Les ministères de l’Éducation nationale et des Armées organisent, avec l’Institut des hautes études de défense nationale, une conférence ce lundi 27 avril à Mourenx. Au cœur du propos, le besoin des armées à recruter des femmes pour garnir les rangs.
La femme est-elle l’avenir de la guerre ?
La question peut apparaître saugrenue, voire brutale. Elle sera toutefois, formulée moins directement, au cœur des discussions ce lundi 27 avril, à 18 heures, à l’amphithéâtre de la CCLO, à Mourenx, lors d’une conférence publique. « Cette conférence invite à une réflexion : les femmes pourraient-elles constituer une réponse aux défis capacitaires des armées de demain ? » indique le communiqué des organisateurs. Et dans quelles mesures cette évolution, déjà constatée ailleurs, pourrait concerner la société française ?
L’exemple de l’étranger
L’Institut des hautes études de la défense nationale (IHEDN) rappelle que l’histoire récente montre que les pays engagés dans des conflits ont déjà franchi ce cap. En Israël, au Kurdistan face à Daesh, ou plus récemment en Ukraine, « l’intégration des femmes dans les forces combattantes s’est imposée comme un levier stratégique, contribuant à renforcer les capacités opérationnelles par l’élargissement du vivier de recrutement », écrit l’Institut.

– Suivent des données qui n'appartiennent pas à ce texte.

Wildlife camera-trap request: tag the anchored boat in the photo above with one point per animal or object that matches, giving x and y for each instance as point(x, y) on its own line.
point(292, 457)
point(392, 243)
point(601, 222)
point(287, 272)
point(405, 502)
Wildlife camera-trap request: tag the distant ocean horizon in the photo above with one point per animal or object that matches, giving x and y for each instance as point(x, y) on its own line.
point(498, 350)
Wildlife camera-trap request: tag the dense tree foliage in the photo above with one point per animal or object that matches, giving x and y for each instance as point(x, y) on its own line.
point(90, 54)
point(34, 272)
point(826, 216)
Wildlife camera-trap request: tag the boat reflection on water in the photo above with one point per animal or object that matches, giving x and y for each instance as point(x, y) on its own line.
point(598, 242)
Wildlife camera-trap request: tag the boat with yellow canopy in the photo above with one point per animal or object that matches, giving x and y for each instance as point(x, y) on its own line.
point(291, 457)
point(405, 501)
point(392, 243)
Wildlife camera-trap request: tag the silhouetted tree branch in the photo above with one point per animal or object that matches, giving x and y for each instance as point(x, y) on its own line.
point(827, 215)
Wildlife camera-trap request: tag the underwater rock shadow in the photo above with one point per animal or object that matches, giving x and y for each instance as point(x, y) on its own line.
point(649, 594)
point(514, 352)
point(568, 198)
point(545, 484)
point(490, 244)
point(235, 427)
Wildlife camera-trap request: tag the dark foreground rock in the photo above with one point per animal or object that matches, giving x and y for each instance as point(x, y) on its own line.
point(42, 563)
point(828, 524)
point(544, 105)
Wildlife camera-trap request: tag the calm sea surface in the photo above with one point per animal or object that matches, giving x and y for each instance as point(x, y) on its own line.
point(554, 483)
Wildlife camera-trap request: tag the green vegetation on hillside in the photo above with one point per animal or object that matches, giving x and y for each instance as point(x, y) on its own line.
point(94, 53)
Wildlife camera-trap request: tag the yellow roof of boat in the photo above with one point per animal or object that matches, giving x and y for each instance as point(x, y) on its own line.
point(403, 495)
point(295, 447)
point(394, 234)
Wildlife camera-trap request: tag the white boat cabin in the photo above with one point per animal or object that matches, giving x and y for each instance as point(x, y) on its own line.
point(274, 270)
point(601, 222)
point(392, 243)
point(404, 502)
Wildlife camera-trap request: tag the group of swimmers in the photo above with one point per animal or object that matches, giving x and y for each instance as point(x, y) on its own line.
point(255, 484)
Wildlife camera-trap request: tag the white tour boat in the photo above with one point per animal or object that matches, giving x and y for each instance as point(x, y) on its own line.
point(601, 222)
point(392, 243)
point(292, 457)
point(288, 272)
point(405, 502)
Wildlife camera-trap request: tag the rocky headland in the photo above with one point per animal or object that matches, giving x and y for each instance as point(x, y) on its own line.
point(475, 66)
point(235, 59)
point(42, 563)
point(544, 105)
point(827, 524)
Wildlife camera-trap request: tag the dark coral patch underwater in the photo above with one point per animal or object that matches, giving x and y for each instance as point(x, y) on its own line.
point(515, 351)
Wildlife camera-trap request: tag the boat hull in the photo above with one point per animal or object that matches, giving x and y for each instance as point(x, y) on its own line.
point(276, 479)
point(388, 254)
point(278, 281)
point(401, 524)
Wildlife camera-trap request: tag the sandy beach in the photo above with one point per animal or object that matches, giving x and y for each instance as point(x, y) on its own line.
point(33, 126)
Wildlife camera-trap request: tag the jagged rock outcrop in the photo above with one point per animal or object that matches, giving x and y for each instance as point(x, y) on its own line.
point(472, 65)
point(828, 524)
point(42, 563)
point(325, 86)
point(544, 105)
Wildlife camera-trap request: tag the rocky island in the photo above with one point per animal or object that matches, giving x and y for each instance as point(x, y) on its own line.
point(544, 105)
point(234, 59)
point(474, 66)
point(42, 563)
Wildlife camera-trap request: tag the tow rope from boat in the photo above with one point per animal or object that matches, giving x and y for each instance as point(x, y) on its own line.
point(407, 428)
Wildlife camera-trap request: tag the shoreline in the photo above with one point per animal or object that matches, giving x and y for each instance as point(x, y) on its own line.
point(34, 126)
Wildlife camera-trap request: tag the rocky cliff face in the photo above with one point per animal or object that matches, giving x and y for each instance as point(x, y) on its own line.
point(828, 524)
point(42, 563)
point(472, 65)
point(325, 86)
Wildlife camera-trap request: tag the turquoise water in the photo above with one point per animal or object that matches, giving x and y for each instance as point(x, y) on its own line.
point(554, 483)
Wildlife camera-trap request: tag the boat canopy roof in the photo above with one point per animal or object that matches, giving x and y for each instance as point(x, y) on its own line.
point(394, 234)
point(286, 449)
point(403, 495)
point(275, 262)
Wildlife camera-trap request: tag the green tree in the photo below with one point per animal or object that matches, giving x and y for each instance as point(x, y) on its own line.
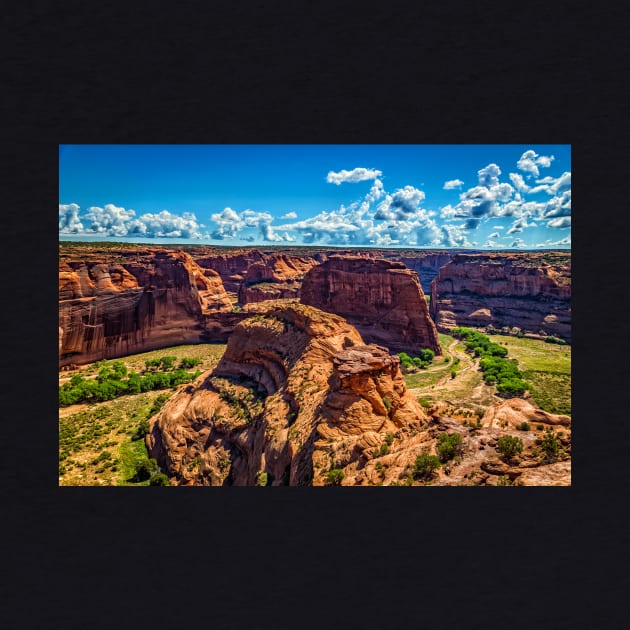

13 % de femmes actuellement
Qu’en est-il en France alors que le chef de l’État a relancé le service national le 27 novembre dernier ? Les premiers volontaires, âgés de 18 à 19 ans, rejoindront les drapeaux cet été. L’objectif est d’en réunir 3 000 cette année, avec un objectif de 10 000 par an en 2030, puis une ambition de 50 000 en 2035. Or, l’armée française, qui recrute 15 000 nouveaux soldats professionnels par an, est confrontée à une tendance qui inquiète sa hiérarchie. Sa cible privilégiée des 18-25 ans va commencer à décliner dans la pyramide des âges à partir de 2032.
Et sur les 15 000 recrues annuelles, seules 13 % sont des femmes. Le beau sexe demeure ainsi un vivier prometteur.
Un appel à recruter plus de femmes
« J’aimerais sincèrement que ce chiffre soit plus important », confirme le général Arnaud Goujon, sous-directeur du recrutement de l’armée de terre, dans une interview au magazine « Le Point » publiée ce 1er avril. Et d’expliquer que les femmes sont désormais systématiquement mises en avant dans la communication de l’armée française. Dans leur communiqué, les organisateurs de la conférence suggèrent la constitution d’unités féminines homogènes « comme une option permettant de renforcer rapidement l’efficacité opérationnelle ». Un débat qui s’annonce passionnant.